裳



(熱田神宮の遺品を参考に中世の裳の復元をめざして)

以前から、とても興味のあった熱田神宮所蔵の裳ですが、復元しながら形状や大きさを考察してみました。

いわゆる現代の女性装束の裳は、どう考えても長すぎます。
少なくとも「毎日着用していた平安」ではありえない不便さです。
裳が「日々の着用」ではなく、特別な日に着るものになると、長さが長大化していったものと思われます。

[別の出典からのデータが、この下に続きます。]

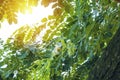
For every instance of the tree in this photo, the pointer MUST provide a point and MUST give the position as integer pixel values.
(107, 67)
(80, 35)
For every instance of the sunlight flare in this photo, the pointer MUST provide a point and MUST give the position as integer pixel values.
(28, 18)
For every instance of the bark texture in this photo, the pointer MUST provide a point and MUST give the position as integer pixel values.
(107, 67)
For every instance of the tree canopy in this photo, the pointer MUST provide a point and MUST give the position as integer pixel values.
(76, 35)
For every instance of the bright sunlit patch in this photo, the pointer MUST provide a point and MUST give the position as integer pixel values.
(38, 13)
(30, 19)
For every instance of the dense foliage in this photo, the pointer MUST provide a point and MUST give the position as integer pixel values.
(77, 33)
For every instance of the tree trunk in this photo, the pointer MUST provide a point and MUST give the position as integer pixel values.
(107, 67)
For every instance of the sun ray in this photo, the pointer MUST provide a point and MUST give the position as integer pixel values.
(28, 18)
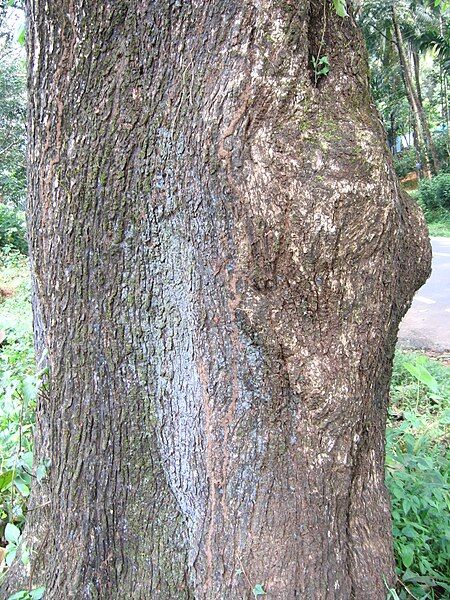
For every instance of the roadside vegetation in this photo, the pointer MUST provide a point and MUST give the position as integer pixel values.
(418, 446)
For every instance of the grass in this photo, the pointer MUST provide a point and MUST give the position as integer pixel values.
(417, 474)
(417, 456)
(438, 221)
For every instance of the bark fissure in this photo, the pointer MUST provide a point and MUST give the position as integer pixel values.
(221, 258)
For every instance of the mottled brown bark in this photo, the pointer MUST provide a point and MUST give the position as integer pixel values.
(221, 256)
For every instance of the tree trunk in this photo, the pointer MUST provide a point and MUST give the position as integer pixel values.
(221, 256)
(426, 143)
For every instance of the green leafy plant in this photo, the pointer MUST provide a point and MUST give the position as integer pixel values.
(417, 458)
(435, 193)
(340, 7)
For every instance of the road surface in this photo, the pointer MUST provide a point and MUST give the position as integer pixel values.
(427, 323)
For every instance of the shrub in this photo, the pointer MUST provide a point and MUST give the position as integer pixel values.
(12, 229)
(435, 193)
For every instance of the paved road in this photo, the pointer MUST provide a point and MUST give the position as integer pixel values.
(427, 323)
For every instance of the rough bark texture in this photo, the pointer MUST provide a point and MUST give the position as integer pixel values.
(221, 256)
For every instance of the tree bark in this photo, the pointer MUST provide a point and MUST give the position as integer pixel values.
(425, 140)
(221, 256)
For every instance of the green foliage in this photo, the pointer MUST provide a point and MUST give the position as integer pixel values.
(12, 132)
(417, 475)
(18, 388)
(12, 229)
(416, 459)
(434, 194)
(405, 162)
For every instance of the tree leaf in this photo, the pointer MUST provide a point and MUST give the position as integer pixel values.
(5, 479)
(12, 533)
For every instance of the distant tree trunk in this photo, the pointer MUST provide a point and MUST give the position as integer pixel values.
(221, 256)
(416, 62)
(421, 127)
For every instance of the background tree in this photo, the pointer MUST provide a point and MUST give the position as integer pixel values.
(396, 34)
(221, 256)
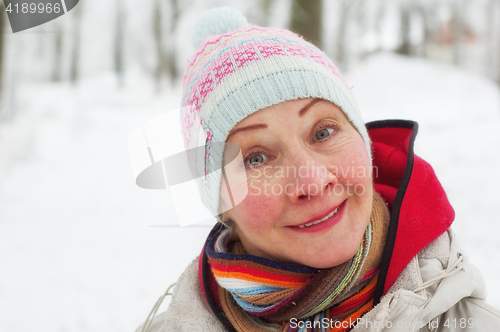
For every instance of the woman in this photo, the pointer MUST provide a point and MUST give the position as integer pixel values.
(341, 226)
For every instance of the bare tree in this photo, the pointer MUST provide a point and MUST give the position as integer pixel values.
(58, 43)
(171, 56)
(347, 8)
(306, 20)
(404, 31)
(75, 52)
(158, 38)
(457, 26)
(3, 19)
(118, 62)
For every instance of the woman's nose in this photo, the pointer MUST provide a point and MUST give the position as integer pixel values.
(309, 180)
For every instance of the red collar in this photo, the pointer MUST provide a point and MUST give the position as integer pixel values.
(420, 210)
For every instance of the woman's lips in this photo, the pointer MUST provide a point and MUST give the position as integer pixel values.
(324, 224)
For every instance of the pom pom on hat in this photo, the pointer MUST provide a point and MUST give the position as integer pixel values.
(217, 21)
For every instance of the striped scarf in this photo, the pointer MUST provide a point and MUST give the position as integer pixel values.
(259, 294)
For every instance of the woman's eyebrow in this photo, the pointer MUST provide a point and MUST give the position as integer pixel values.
(263, 126)
(252, 127)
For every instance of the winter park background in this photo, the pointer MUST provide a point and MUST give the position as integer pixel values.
(77, 252)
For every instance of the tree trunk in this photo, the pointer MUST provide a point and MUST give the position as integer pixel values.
(346, 10)
(171, 57)
(75, 52)
(306, 20)
(158, 38)
(56, 70)
(3, 19)
(405, 45)
(457, 32)
(118, 62)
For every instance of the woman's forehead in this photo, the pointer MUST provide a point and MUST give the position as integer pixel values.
(298, 108)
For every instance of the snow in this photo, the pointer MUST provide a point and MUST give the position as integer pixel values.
(76, 247)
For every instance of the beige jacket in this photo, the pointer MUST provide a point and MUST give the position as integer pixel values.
(439, 290)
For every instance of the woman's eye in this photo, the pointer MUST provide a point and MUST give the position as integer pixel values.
(256, 160)
(323, 133)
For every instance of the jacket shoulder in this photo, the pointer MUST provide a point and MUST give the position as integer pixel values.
(468, 314)
(188, 310)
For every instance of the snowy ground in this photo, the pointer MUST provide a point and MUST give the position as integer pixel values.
(76, 249)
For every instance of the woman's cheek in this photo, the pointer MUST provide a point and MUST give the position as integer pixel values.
(257, 210)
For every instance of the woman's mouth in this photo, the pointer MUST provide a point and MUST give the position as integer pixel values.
(329, 220)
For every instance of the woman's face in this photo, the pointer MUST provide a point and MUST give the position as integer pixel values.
(304, 160)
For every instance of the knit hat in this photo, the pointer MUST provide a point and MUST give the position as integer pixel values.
(241, 68)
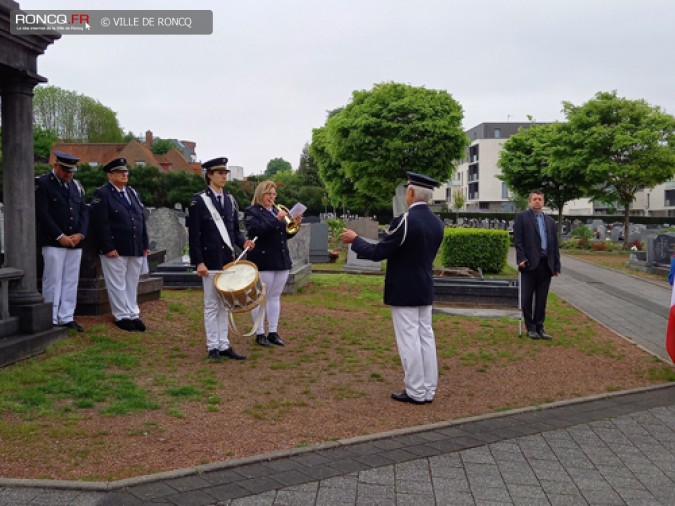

今回は、長さや幅など、平安時代の形に近づいたと思われます。


裁断して並べたところです。
今回は、以下の点から生地を選びました。

◆当時の質感に近づけたいので正絹
◆現代の裳は白が多すぎなので、色のついた生地
◆絵巻に見られる色味

です。

1枚ずつ縫い合わせていきますが、
1つ1つのパーツが現代の裳ほど細かくありません。

とても興味深いのですが、奈良時代の装束と
平安時代の装束では、明らかに縫製技術が
シンプルになっています。
裳も、古い遺品はとてもシンプルです。

いわゆる頒幅(あがちの)と呼ばれる
裳の両端の短めの布はつけました。


これは、諸説ありますが、私が縫ってきた経験から
言うと、生地の長さと大きな関係があると思います。
したがって、わざわざ「頒幅(あがちの)をつけたというより
自然につける必要があったというのが正確なところです。」
詳しくはまた別項で。

裳は女官や、貴人に使える女性の必須アイテムです。
毎日使います。
とにかく平安時代は「装束を毎日、ずっと着ていた」
ことを前提で考える必要があります。



作業がすすみ、
縫製が終わり、ヒダをとったところです。

お気づきの方も多いかと思いますが、
袴に似ています。

まだ腰はつけていません。

この段階では「腰」をどうしようか考えています。
また、古い絵巻と連日にらめっこして
考察しています。

正倉院の宝物などもチェックして比較検討しています。


絵巻や遺品などから幾つかのアイデアが浮かんできました。
そのうちのひとつで今回は大腰、引腰をつけました。

完成です!!!
着装です!源氏物語絵巻などに見られる
「裳(も)」とかなりシルエットが近いです!

完成!裳の着装!

出雲内膳殿、着装のご協力ありがとうございます!

絵巻のシルエットなどとかなり近いです♪
かなり平安の形に近いのではないかと思います!

唐衣と併せて着装です☆

座った姿も、後姿は「国宝源氏物語絵巻」に見られる平安さながらのシルエットと形です!!

古い記述にも見られる「裳唐衣」の着装です!
下に着ている袿や唐衣なども、古式の復元を着ているので、
自然と絵巻に近い形になります!

座ると裳も一定の長さがあるので長大なものにみえますが、
現代の裳と比較するとかなり短いです。
ところが、それが「丁度よい」感じでした!

かなり、平安時代の形に近いと思います。
次回作はもう少し深くヒダをとってみたいと思います。

ちなみに、今回着装のどの装束も柔らかい生地のものばかり選びました。